22 municipalities in Texas are caught up in a sweeping ransomware attack that has cut city phone lines, snarled payments systems and shut down operations at government agencies.
Texas recently revealed the attack which took place on August 16. So far only two cities have confirmed they are on the list of 22 – Borger and Keene. The cyber attackers are demanding $2.5 million to unlock city systems and restore access to records.
Texas officials have offered little in the way of detail beyond noting that systems are inoperable. The Texas Department of Information Resources issued an update yesterday afternoon that said that state officials were working with local governments to address outages and bring systems back online.
Keene Mayor Gary Heinrich told NPR that the attack came through a software provider.
A report in the Houston Chronicle suggests that the attack came on the heels of internal debates by policymakers and local officials about how to improve the state’s cybersecurity practices.

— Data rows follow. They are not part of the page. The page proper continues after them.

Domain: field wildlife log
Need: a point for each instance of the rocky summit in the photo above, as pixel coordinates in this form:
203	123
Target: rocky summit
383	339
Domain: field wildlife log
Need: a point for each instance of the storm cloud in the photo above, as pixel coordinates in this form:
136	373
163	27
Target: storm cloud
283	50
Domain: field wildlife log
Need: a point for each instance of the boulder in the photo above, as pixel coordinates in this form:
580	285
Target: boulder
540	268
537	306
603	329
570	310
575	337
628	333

Texas had made the decision to require most public sector agencies and employees to undergo comprehensive cybersecurity training by 2020.

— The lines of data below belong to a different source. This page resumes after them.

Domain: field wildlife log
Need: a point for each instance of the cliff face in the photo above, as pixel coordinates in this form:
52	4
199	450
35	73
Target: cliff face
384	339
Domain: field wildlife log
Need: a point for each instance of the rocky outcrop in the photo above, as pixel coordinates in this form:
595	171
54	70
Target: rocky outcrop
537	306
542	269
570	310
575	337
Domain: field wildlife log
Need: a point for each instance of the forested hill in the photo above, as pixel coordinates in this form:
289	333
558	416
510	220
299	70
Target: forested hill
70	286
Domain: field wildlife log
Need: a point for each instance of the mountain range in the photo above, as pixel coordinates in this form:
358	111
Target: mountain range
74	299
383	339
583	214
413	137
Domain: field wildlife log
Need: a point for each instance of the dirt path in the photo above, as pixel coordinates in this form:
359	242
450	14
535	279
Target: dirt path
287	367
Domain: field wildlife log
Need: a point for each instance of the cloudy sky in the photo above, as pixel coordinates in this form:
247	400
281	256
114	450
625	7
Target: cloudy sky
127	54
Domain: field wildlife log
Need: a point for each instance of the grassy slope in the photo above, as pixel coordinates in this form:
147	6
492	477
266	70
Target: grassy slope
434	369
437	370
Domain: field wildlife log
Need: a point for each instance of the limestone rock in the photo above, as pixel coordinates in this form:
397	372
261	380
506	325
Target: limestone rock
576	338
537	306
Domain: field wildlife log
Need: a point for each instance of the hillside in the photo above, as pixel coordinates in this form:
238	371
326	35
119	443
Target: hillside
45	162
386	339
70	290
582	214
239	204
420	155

State officials say that the evidence points to a single attacker, which is notable given the scope of the attack. Security researchers say that this is one of the largest single attacks on municipal systems. Other municipalities have recently been attacked including Baltimore, the Georgia court system, a county in Utah and several small cities in Florida. As Civsource reported yesterday, Georgia will be instituting mandatory cybersecurity training for public sector employees as part of its response effort to cyber attacks.